I don't write here as much as I used to. I have other outlets. I have other commitments. Too many commitments, really. But it's here that I did such formative work, and it's here that some of my favorite pieces - rejected by other venues but always welcome here - still live. This place is still a home, still worth returning to, to visit these old friends, the unpublished dear ones.
One of these pieces is "The One That Saves Me," the piece I wrote about "Wonderwall," the iconic Oasis song that - whenever I hear it - also serves me as a reminder of Dave Burnett, my friend - and everyone's friend - who died at the age of 22 in a fall while vacationing in Petra. After writing it slowly over five years, I sent it to a bunch of places hoping for publication. But none of them understood. Was it a memorial piece? Musical analysis? A meditation on mortality? Could I make it more about the song? Or less about the song? Or could I rework to make it less emotional? Could I make it Jewier? Or less Jewy? It was too much. This piece meant a lot to me, and I didn't want to change it. So I gave it a home here, gave it a room in this house of Kvetch.

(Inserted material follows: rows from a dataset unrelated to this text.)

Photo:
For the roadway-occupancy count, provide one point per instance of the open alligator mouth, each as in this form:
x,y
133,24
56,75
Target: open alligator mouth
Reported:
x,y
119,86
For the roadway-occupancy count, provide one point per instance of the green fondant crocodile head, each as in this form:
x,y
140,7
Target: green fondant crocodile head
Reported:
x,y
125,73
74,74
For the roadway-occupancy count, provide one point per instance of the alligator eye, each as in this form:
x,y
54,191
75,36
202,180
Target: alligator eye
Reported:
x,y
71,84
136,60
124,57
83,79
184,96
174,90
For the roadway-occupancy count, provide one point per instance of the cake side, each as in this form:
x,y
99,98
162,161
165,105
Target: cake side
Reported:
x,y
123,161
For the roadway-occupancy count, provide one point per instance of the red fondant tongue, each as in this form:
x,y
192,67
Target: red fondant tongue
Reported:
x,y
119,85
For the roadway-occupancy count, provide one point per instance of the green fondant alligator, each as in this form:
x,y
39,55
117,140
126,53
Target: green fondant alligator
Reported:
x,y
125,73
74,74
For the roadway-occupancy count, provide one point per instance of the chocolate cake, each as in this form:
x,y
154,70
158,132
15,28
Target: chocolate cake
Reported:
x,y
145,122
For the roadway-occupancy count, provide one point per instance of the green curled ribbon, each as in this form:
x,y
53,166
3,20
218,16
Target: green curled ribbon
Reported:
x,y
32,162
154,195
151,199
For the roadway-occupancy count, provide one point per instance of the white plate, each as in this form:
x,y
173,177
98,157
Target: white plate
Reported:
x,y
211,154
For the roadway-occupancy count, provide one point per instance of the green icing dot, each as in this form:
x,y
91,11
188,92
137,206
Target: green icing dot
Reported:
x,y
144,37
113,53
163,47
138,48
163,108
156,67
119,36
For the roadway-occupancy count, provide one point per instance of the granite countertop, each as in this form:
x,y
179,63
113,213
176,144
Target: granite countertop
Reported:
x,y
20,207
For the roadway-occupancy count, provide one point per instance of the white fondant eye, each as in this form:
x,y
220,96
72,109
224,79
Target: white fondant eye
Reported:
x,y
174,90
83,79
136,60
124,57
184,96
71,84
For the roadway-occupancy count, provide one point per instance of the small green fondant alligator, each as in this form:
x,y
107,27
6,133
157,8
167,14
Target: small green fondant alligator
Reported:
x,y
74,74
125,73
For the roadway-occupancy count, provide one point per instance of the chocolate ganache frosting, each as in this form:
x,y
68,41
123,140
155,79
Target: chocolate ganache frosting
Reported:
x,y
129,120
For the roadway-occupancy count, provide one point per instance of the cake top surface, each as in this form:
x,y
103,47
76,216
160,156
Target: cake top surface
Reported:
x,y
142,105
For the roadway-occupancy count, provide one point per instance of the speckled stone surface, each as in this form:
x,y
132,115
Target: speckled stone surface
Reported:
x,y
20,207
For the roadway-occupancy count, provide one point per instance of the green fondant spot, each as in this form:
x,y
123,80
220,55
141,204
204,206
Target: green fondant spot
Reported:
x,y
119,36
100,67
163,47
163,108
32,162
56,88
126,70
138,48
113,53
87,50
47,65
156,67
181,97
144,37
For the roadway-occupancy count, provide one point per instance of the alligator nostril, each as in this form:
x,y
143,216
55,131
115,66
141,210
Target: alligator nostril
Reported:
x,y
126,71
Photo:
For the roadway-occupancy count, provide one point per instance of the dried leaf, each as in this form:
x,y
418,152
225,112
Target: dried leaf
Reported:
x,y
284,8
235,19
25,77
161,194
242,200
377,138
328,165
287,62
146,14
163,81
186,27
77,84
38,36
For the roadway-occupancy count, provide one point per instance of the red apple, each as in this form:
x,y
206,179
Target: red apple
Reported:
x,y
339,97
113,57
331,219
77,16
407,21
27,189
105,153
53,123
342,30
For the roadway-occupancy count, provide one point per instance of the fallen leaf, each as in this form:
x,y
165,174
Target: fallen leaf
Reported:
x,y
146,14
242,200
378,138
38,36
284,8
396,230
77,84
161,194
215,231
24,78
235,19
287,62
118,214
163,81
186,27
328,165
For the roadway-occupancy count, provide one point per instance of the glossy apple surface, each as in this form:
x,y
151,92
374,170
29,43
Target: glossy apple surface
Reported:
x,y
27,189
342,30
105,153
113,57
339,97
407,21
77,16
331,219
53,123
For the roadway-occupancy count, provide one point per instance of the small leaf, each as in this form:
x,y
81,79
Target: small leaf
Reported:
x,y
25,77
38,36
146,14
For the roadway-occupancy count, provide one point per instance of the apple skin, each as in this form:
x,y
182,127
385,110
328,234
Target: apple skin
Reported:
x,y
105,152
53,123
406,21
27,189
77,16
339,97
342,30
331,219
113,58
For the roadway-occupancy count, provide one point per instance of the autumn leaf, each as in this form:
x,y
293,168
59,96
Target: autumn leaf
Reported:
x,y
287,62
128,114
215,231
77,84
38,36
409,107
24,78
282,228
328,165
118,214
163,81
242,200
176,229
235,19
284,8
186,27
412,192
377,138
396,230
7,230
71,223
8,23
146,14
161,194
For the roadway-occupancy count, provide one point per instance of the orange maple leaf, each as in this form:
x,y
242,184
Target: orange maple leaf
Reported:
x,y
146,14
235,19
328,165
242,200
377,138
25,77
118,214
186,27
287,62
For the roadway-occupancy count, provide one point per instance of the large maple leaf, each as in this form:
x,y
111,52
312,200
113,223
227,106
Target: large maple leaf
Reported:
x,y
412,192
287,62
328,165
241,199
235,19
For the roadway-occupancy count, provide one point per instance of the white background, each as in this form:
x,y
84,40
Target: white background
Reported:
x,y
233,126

This year, with nearly a month of 2016 gone, Dave's yahrzeit is back again to remind me of how much we've all lost, which we all know and remember, and how much we've gained, which we often forget. We have lost him, and continue to lose him every year on this date and in this place and in other dates and places that remind us of him. And we are also embraced and somewhat comforted by the knowledge of how many people miss him, how big this community embrace really is, spanning ages and countries and languages and experiences. And we marvel at how many initiatives - scholarships and grants and other good works - have been done in his name and in his memory, carrying on his passion for connecting people and nurturing relationships. We would give them all up for more time with him. But that's not how it works.
I Google him sometimes. It seems odd to Google someone eight years after they're gone. How could there be sites I haven't seen or memorials I didn't know about? How could there be news about someone who's not here anymore? But there is news. There are sites. And there are memorials. We're creating them all the time. We verb our remembering, building memory actively. (Here's a list I found this year, of all the initiatives in his name, which notes the last update was 2014. Since then, there has likely been more.)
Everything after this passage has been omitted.